This project aims to apply classification models, using R, on the Hedge Fund X Dataset, to analyze model performance, runtimes, and variable importance. This dataset is available on Kaggle's website, summarizing a heterogeneous set of financial products, made available via an ML competition through Signate of Japan, circa 2017 / 2018.
https://www.kaggle.com/datasicencelab/hedge-fund-x-financial-modeling-challenge/version/1#
The dataset contains 10,000 observations, with 91 attributes (all numerical), 2 non-predictive, and 1 target (𝑡𝑎𝑟𝑔𝑒𝑡) variables. For this project, a 10% random sample (RS) was taken, using 1,000 observations and 88 predictive attributes. Two distinct runs were performed: one with 1,000 statistic observations for reproducible results (R1), and another with 1,000 randomly-chosen observations for varying results (R2), whereby I made comparisons between the two runs throughout the PowerPoint slide deck.
Fortunately, as all of the attributes were numerical and the dataset was relatively balanced, not much (if any) data pre-processing was necessary. The imbalance ratio (IR):
- For the original dataset was 𝑛0 = 4,994, 𝑛1 = 5,006 ∴ 𝑛0 / 𝑛1 = 99.76%
- For Run 1: 𝑛0∗ = 512, 𝑛1 = 488 ∴ 𝑛1 / 𝑛0 = 95.31%
- For Run 2: 𝑛0 = 473, 𝑛1∗ = 527 ∴ 𝑛0 / 𝑛1 = 89.75%
Additionally, some preliminary exploratory data analysis (EDA) boxplots were created, to better visualize attribute importance and weight. Furthermore, the target variable y-distribution was taken and appears to be slightly skewed, but otherwise normal.
A 90/10 split of the training and testing set was performed to fit 6 classification models (Logistic, LASSO, Elastic-net (EN), Ridge, Random Forest (RF), and Radial Support Vector Machines (SVM)) 50 times for 50 samples. The AUCs and runtimes were recorded, with boxplots to visualize these results:
- 0.9𝑛 AUC training
- SVM and RF medians at, or near, 1,
- 0.9𝑛 AUC testing
- Larger variances overall compared to AUC training boxplots,
- Logistic, Elnet, LASSO, and Ridge medians are close,
- SVM and RF higher,
- 0.9𝑛 training errors
- Near mirror-image of AUC training boxplots, with νEN slightly smaller,
- SVM and RF medians at, or near, 0,
- 0.9𝑛 testing errors
- Larger variances overall; medians for SVM and RF are still lower.
For one of the 50 samples, misclassification error 10-fold cross-validation (CV) curves, using EN, LASSO, and Ridge, were done with LASSO performing the best in R1, but Ridge outperforming in R2. Overall, log(λ) and runtimes were generally the same, with EN, LASSO, and Ridge producing similarly-shaped upward-sloping graphs, albeit ungracefully.

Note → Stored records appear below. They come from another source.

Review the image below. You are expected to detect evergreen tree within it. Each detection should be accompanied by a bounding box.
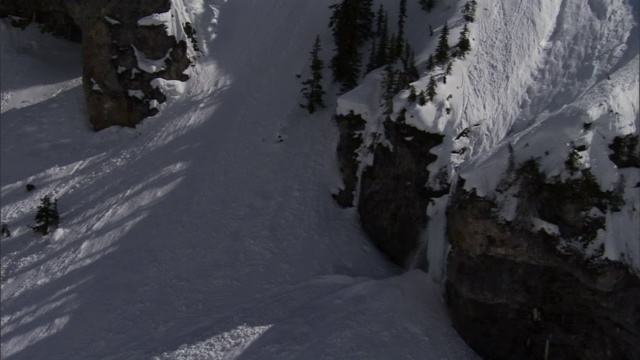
[456,24,471,58]
[395,0,408,58]
[329,0,375,92]
[394,68,404,93]
[408,85,418,103]
[32,196,59,235]
[357,0,375,39]
[375,5,385,38]
[426,76,437,101]
[434,21,450,66]
[300,35,326,113]
[403,44,420,83]
[426,54,435,71]
[366,40,378,73]
[419,0,437,13]
[374,10,389,68]
[462,1,477,22]
[418,90,427,105]
[388,33,397,62]
[445,61,453,75]
[382,62,396,115]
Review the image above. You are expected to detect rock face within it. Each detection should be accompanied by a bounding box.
[334,113,443,267]
[0,0,81,42]
[1,0,192,130]
[446,170,640,359]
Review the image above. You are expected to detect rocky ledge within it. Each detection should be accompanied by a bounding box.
[1,0,193,130]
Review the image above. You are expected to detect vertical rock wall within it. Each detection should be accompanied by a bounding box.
[334,114,443,267]
[445,169,640,359]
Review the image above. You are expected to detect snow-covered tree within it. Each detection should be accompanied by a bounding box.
[462,0,477,23]
[382,62,396,115]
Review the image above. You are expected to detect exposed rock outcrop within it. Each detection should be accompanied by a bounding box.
[446,164,640,360]
[334,113,443,267]
[1,0,192,130]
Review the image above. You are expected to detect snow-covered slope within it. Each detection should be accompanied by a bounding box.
[0,1,479,359]
[459,0,639,271]
[338,0,639,274]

Upon observation, the average performance (training error rate) was about 0.422, processing at fast runtimes, regardless. However, the AUCs yielded no better than 50 / 50, meaning there was a slight trade-off with performance compared to runtime. RF consistently performed the best, albeit with a runtime of +3.50 secs, with SVM taking the longest, and with minimal performance improvement.
Standardizing the estimated coefficients allows for its visualization (RF) and variable importance (LASSO, EN, Ridge) bar plots to be generated. Variables c69, c27, and c80 were the top 3 influencers for RF.
- The top 3 positive influencers are c85, c17, and c45
- The top 3 negative influencers are c70, c81, and c80
- There are too many unknowns, where it cannot be ascertained which specific funds and/or stocks affected performance,
- Overall, the results are no better than a 50/50 coin toss, except for RF and SVM AUCs.
- RF & SVM (best performers), AdaBoost, SGD, kNN, NB,
- Therefore, this makes financial modeling decidedly more difficult to perform.
While financial behavior can be predicted, to a certain extent to ascertain some insights from the Hedge Fund X dataset, performance may increase under differing classification models, but probably not by much. As such, although improvements can surely be made, the data may be insufficient to adequately predict the future movement of financial products, unless certain unknowns, such as what the products are and the timeline, are made available.